Thursday, January 31, 2013

Withered Things

Through a barren field, where frost coats the ground
Cold footsteps lie imprinted in the dirt,
Silence---if it was a sound
Is ignored and thought inert.
Against the shadow of a scarecrow in the air
The winds of promise and the thoughts of sun
Gather there, while ravens unaware
Perch upon his shoulder, dark to dun.
Away through amber clouds, away through honest skies
The passage of a heron traces wings
Calligraphy of light before it died
The novel of a life past withered things.

Monday, January 21, 2013

Anonymous

Somewhere a light burns through mist gray waves,
The stars are lost like forgotten graves,
And a single ship, past the silver shore
Bobs and banks, and is no more.
I shielded my eyes there a summer by,
When the foam was brown like a drunkard's dye;
The heaving of breath in the heart of the sea
Seemed like the lungs that were lifting in me.
Somewhere the clouds crack the broken moon;
There is silence---the silence before a monsoon---
But the gulls drift on, and the soft wind sweeps
Waking the winter before she sleeps.

Friday, January 18, 2013

Windowsill Winter Plant

How do you live inside the spring?
When the ice is thick on a sparrow's wing,
When the wind is harsh with the breath of God,
And a beggar mutters on frozen sod.
How do you live inside the spring?
By taking a jar of dying things,
The seeds of kings and the buds of queens,
And watching them sprout to a tender green.

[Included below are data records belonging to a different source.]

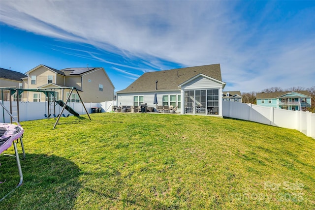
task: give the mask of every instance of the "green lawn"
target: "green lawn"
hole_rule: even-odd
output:
[[[91,116],[63,118],[54,130],[53,119],[22,122],[24,184],[0,209],[315,209],[315,140],[296,130],[206,116]],[[15,158],[0,163],[2,197],[19,178]]]

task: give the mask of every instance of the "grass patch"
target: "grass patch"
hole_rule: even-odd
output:
[[[91,118],[54,130],[53,120],[21,123],[24,184],[1,209],[315,208],[315,140],[296,130],[198,116]],[[19,176],[14,158],[0,162],[2,197]]]

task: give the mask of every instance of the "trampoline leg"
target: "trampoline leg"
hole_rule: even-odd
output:
[[[22,150],[23,152],[23,160],[25,159],[25,150],[24,150],[24,145],[23,144],[23,141],[22,140],[22,136],[20,137],[20,142],[21,142],[21,147],[22,147]]]
[[[20,175],[20,182],[18,184],[17,187],[19,187],[22,185],[23,182],[23,174],[22,173],[22,168],[21,167],[21,163],[20,163],[20,157],[19,156],[19,152],[18,152],[18,149],[16,146],[16,141],[13,142],[13,146],[14,146],[14,151],[15,151],[15,159],[16,159],[16,163],[18,165],[18,169],[19,169],[19,174]]]

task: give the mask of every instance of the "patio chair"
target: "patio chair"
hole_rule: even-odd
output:
[[[169,108],[168,107],[168,105],[165,105],[163,107],[163,112],[164,113],[167,113],[169,112]]]
[[[169,108],[169,112],[170,112],[170,113],[174,113],[174,106],[170,105]]]

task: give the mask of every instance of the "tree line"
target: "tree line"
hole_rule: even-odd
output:
[[[256,104],[256,94],[257,93],[268,93],[268,92],[282,92],[282,91],[299,91],[299,90],[307,90],[310,93],[310,95],[312,97],[312,107],[311,107],[310,111],[313,112],[315,112],[315,86],[313,86],[311,88],[305,89],[302,87],[292,87],[286,89],[283,89],[279,87],[273,87],[271,88],[266,88],[260,92],[255,92],[252,91],[251,92],[243,92],[242,93],[242,97],[243,99],[242,101],[243,103],[252,103],[253,104]]]

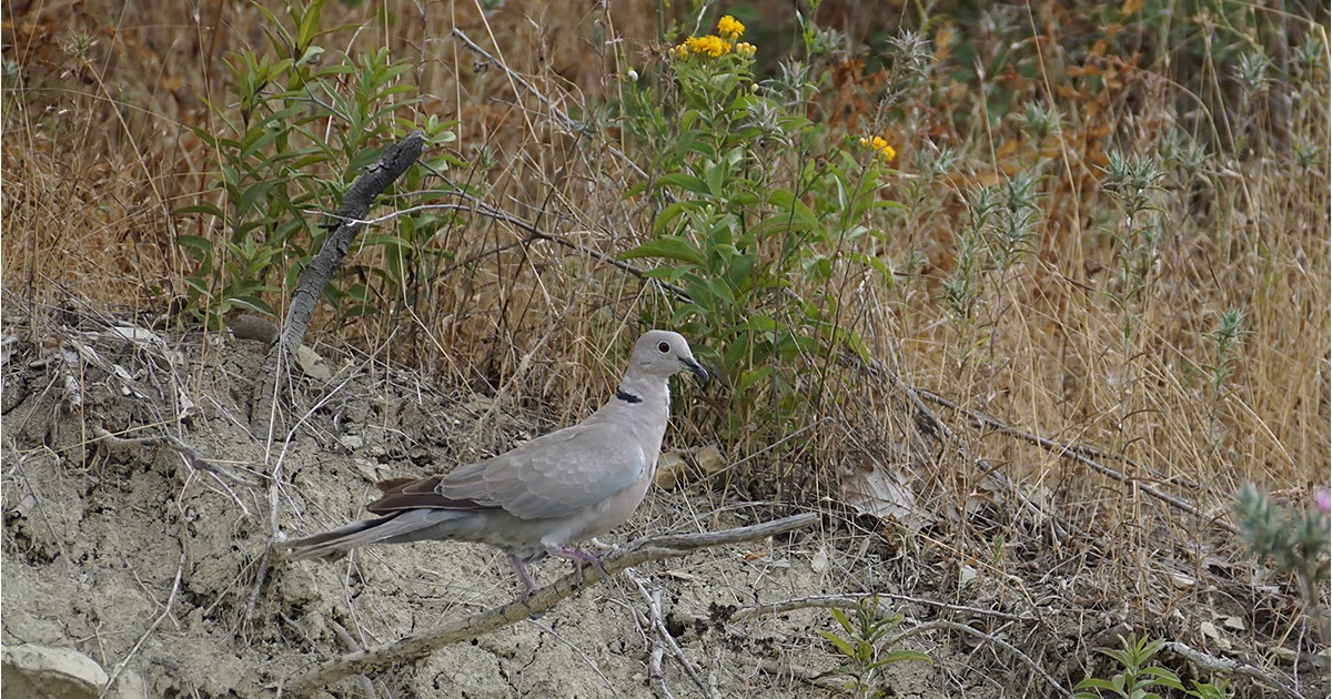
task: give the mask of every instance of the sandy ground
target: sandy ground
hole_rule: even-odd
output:
[[[258,344],[156,334],[129,342],[105,329],[71,329],[63,340],[48,340],[5,345],[7,648],[73,648],[107,674],[123,664],[120,674],[141,679],[151,696],[272,696],[312,663],[515,596],[503,558],[464,543],[276,562],[264,584],[257,581],[274,515],[280,537],[334,526],[361,513],[380,478],[448,470],[553,425],[325,350],[330,375],[302,378],[297,390],[304,422],[290,442],[266,450],[249,434],[244,409],[261,361]],[[164,431],[229,475],[190,467],[160,441],[125,441]],[[105,433],[121,439],[99,439]],[[274,474],[282,487],[269,487]],[[654,489],[606,543],[783,514],[717,511],[714,498],[697,483]],[[661,643],[643,592],[659,590],[663,620],[699,682],[717,694],[829,694],[826,687],[844,679],[834,674],[838,656],[818,634],[835,628],[827,610],[725,624],[698,619],[727,606],[882,584],[887,569],[872,551],[835,541],[827,531],[805,531],[645,565],[635,571],[642,588],[618,575],[541,619],[449,646],[413,667],[342,680],[328,692],[701,696],[669,650],[661,654],[661,676],[653,676]],[[537,567],[541,581],[565,573],[562,562]],[[935,662],[891,666],[880,684],[891,696],[1006,694],[994,678],[967,670],[966,648],[910,647]],[[778,671],[793,664],[805,679]],[[12,678],[5,696],[16,691]]]

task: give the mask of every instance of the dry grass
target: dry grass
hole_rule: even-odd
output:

Thursday, January 17, 2013

Crooked

Every day that the white snows blow,
Bright against the tarnished rust red of the sun,
Specks on the plate of the moon at dusk,
A tree bends against a sky of dun.
How many fingers felt moisture in the air
Holding the earth, still wet from the rains?
How many hearts beat softy as one
When seeds still specked the burnished grains?
Every season that October cries,
Though the years draw by and the grasses die,
Pieces of life seem to come undone,
From the crooked tree in its browning sky.

An Irish Slumber

Sleep, sleep, when the sun is burning on the western sky,
Gold, scarlet, gray, blue, dipping the world in silver dye;
Dark crosses silhouetted in the fading light
Churchyard spires fires made eyes within the night.
Slumber sweetly in the heart's forgetting,
When the last soft swipe is dimly setting;
Dream, dream, of soldiers who went before,
Sleeping in the heath, then dying on the moor.

Wednesday, January 16, 2013

When the Summer Was Young

A little bluebird spoke to me
Long ago, in a sycamore tree
When the wind was soft,
And the summers sweet
And the children played in the shining creek.
"Winter is old," he sang to the sky,
While the breeze blew the clouds and the sunlight by
And a meadowlark swayed in the heart of the rye,
"Winter is old, and summer is nigh."
A little bluebird in a crooked limb
Sang a song that made sense to him
But now all the trees are dark and dim
And the silence of creeks seems somehow a sin.